Pedersen once commented on his role as PBA Analyst on ESPN telecasts. He said, "I want to convey to the viewing public that they are watching the best bowlers in the world. It's my job to explain what makes them that good, as well as provide other information that 'Johnny 150 average' doesn't already know. One thing I learned is if you can bring enthusiasm to the table, sometimes it doesn't really matter what is coming out of your mouth. The viewing audience senses the enthusiasm."

==Personal life and death==
Pedersen was father to two children with ex-wife Becky: a son and a daughter.

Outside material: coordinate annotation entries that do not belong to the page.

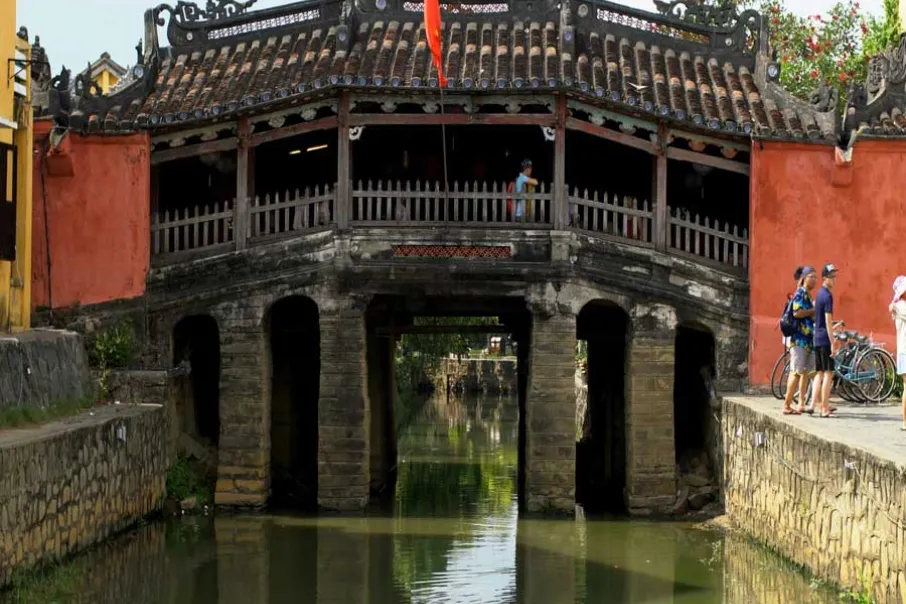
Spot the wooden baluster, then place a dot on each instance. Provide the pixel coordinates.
(735, 248)
(493, 202)
(436, 201)
(454, 200)
(745, 249)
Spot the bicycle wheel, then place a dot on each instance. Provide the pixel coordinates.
(778, 381)
(871, 375)
(890, 373)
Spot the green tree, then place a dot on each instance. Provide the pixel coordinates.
(883, 32)
(818, 48)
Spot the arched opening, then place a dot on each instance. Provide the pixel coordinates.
(196, 341)
(295, 363)
(695, 426)
(602, 330)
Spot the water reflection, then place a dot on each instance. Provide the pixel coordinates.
(453, 537)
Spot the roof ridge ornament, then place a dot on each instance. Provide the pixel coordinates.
(718, 15)
(186, 13)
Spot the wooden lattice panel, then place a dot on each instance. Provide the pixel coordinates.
(481, 252)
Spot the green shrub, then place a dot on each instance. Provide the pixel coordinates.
(188, 478)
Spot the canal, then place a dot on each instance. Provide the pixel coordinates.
(451, 534)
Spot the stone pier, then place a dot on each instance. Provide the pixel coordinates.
(650, 449)
(243, 472)
(550, 456)
(344, 420)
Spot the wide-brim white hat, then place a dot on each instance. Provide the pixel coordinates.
(899, 287)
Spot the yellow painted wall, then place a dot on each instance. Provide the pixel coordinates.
(15, 277)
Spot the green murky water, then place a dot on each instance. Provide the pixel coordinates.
(453, 536)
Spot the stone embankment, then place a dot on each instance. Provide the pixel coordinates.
(41, 367)
(827, 494)
(69, 484)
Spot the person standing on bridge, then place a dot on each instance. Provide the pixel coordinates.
(525, 184)
(824, 341)
(898, 313)
(802, 357)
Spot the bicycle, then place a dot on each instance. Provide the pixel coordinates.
(864, 371)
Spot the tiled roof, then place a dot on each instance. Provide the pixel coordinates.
(631, 58)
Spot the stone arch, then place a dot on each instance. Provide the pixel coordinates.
(695, 427)
(293, 343)
(196, 348)
(604, 327)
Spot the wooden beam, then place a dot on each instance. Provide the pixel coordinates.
(442, 329)
(707, 160)
(611, 135)
(561, 203)
(226, 144)
(324, 123)
(452, 119)
(661, 223)
(241, 209)
(343, 201)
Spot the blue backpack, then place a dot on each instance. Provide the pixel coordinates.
(788, 323)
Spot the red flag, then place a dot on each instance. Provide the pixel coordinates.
(433, 33)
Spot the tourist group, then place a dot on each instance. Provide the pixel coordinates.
(809, 325)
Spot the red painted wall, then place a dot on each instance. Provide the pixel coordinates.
(98, 218)
(799, 217)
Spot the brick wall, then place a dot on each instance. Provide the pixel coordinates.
(344, 421)
(650, 450)
(550, 457)
(243, 474)
(67, 486)
(791, 491)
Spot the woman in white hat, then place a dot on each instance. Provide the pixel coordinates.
(898, 313)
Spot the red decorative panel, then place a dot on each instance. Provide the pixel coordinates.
(488, 252)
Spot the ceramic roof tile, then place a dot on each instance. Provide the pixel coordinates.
(612, 60)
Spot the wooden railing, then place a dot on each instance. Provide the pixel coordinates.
(209, 229)
(272, 217)
(625, 218)
(423, 204)
(696, 236)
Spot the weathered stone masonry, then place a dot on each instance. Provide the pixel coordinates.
(833, 508)
(550, 458)
(67, 486)
(243, 475)
(650, 453)
(344, 420)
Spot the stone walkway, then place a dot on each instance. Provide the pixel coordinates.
(10, 437)
(873, 428)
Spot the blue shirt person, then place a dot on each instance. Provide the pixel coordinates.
(824, 305)
(524, 184)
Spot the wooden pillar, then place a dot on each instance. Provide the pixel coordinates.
(343, 163)
(241, 210)
(561, 203)
(659, 191)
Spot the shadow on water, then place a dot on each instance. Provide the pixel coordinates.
(452, 535)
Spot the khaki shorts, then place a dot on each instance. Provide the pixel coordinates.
(802, 360)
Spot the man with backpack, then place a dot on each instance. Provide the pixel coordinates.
(798, 322)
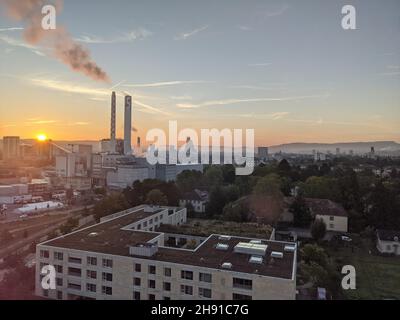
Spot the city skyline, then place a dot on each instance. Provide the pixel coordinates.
(286, 69)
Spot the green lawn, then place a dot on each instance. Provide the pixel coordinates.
(377, 277)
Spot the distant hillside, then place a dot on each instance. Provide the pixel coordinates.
(357, 147)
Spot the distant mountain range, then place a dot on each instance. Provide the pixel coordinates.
(357, 147)
(387, 147)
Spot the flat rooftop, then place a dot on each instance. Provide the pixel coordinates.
(109, 238)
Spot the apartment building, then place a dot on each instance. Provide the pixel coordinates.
(124, 258)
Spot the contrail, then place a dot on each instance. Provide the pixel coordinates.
(63, 47)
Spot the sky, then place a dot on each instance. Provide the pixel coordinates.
(286, 69)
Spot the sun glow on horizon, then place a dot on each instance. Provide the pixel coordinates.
(41, 137)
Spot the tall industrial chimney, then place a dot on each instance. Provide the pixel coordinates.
(128, 126)
(112, 133)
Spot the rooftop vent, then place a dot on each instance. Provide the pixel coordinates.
(256, 259)
(143, 249)
(222, 246)
(251, 248)
(290, 248)
(277, 254)
(227, 265)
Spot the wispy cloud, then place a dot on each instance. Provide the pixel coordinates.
(184, 97)
(275, 12)
(37, 122)
(162, 84)
(271, 116)
(187, 35)
(151, 109)
(69, 88)
(264, 64)
(138, 34)
(11, 29)
(245, 28)
(17, 43)
(236, 101)
(79, 123)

Pedersen died on September 16, 2026, at the age of 64. Said PBA Commissioner Tom Clark: "He was a force, a giant in sports and on TV. He was our friend, our partner. Randy was our voice. I spoke with so many people today who loved him. There will never be another Randy Pedersen." Added PBA.com columnist Nolan Hughes: "No matter who joined him in the booth, Pedersen educated and entertained bowling fans. With his signature blend of charisma, humor, and analysis, Pedersen elevated professional bowling for more than a quarter century."

Upon announcing a fundraiser in his honor, organized by his daughter Savannah, the family wrote: "Randy loved his job, the players, and his fans. Bowling was his life."